BW #61: Solar eclipse

Much of North American enjoyed a total eclipse of the sun on Monday. This week, we'll look at NASA data about the eclipse, calculating who got to enjoy totality, and for how long.

BW #61: Solar eclipse

Some of the biggest news to come out of North America this week was the total eclipse of the sun, which took place on Monday. Although I didn't see it myself, I saw lots of photos from friends and family in the United States. Plus, one of the students in the corporate training I'm doing this week went outside to see the eclipse, and shared his view with us via his computer's camera.

I discovered that there will be a partial solar eclipse in Israel in 2027. And the next total solar eclipse? It'll take place after the year 2200, which means I'm unlikely to get to enjoy it. Oh, well.

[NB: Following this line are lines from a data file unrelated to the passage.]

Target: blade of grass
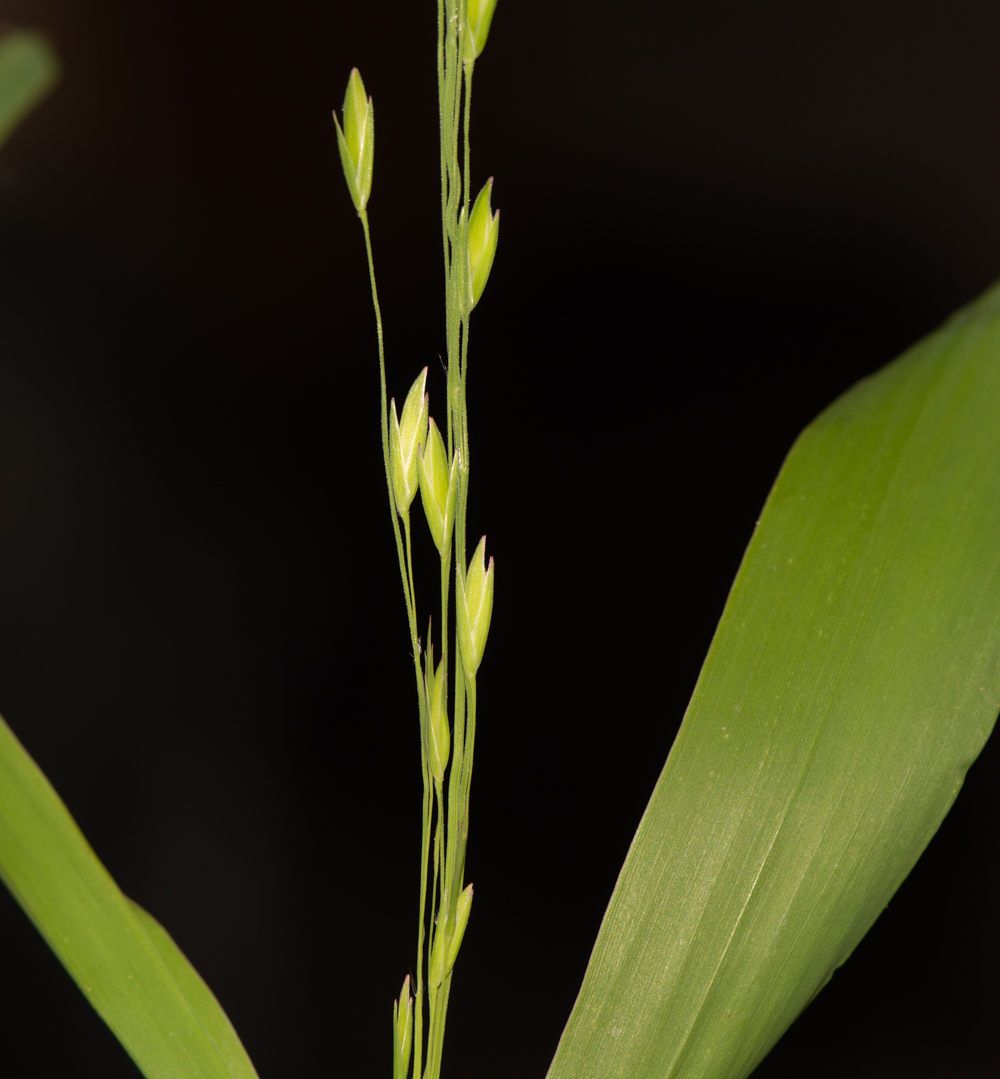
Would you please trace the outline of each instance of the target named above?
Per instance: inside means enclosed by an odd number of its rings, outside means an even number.
[[[152,914],[143,910],[133,900],[128,902],[132,913],[160,953],[232,1079],[257,1079],[257,1071],[250,1063],[247,1051],[230,1023],[229,1016],[222,1010],[222,1005],[215,999],[215,994],[205,984],[202,976]]]
[[[1000,702],[998,417],[995,288],[799,438],[549,1079],[743,1079],[912,869]]]
[[[59,81],[59,62],[43,34],[11,30],[0,37],[0,146]]]
[[[58,78],[42,34],[0,38],[0,145]],[[211,990],[122,895],[2,719],[0,879],[149,1079],[256,1079]]]
[[[0,719],[0,879],[147,1079],[255,1079],[217,1001]]]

This week, we'll look at data that NASA has collected about the eclipse that took place on Monday. We'll figure out where they saw a total eclipse, how long totality lasted, and even create plots that'll show us where the eclipse was most clearly visible.

Data and seven questions

This week's data comes from NASA's 2024 Eclipse page:

https://svs.gsfc.nasa.gov/5073

We'll first look at the JSON file with information about US cities, and when they can expect to see the eclipse in various forms:

https://svs.gsfc.nasa.gov/vis/a000000/a005000/a005073/cities-eclipse-2024.json

The NASA page has a data dictionary of sorts -- but as we'll see, it's not as useful as we might have hoped.

Learning goals for this week include working with JSON, manipulating data frames with arrays (lists) of data, working with dates and times, using the new case_when syntax, and plotting.

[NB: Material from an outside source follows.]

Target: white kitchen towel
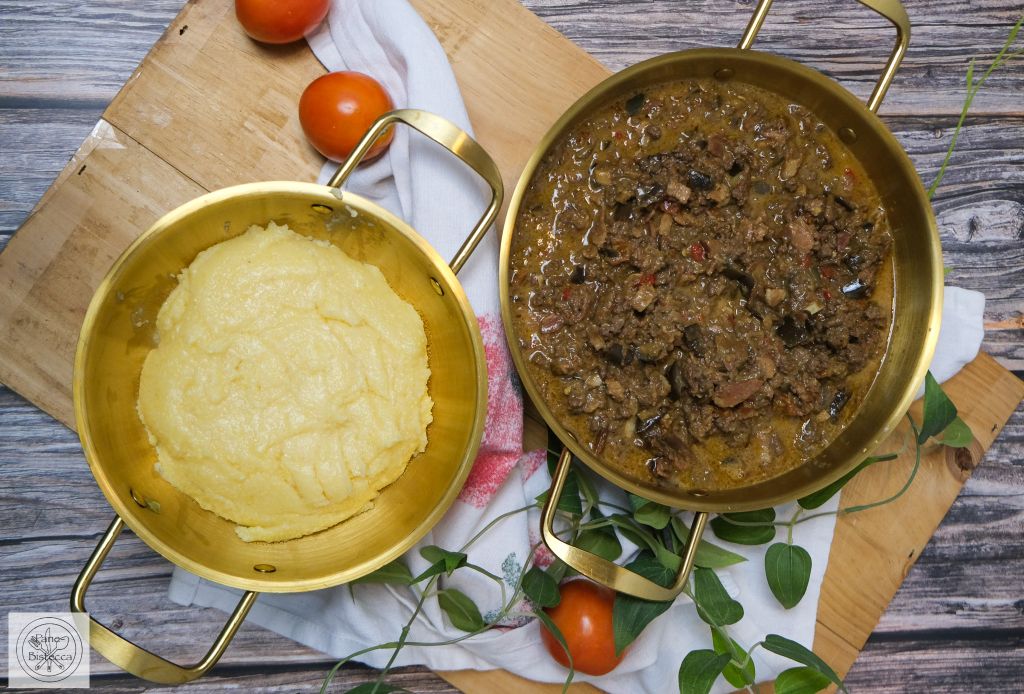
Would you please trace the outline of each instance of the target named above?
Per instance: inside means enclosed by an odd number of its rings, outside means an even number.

Here are my seven questions and tasks for this week:

  • Load the cities data into a data frame. Replace the ECLIPSE column, which contains a list of times, with six datetime values. The date for all should be April 8th, 2024.
  • According to the NASA documentation, the ECLIPSE column contains an array of five values, and says that they represent the start of the eclipse, 50% coverage, 100% coverage, 50% coverage, and the end of the eclipse. (Note that "100% coverage" doesn't mean totality; rather, it means the maximum coverage for a given location.) However, this column sometimes contains five values, and sometimes contains six. Without peeking at the next questions, what is your best guess/interpretation regarding these values? What do you think about the structure of this data?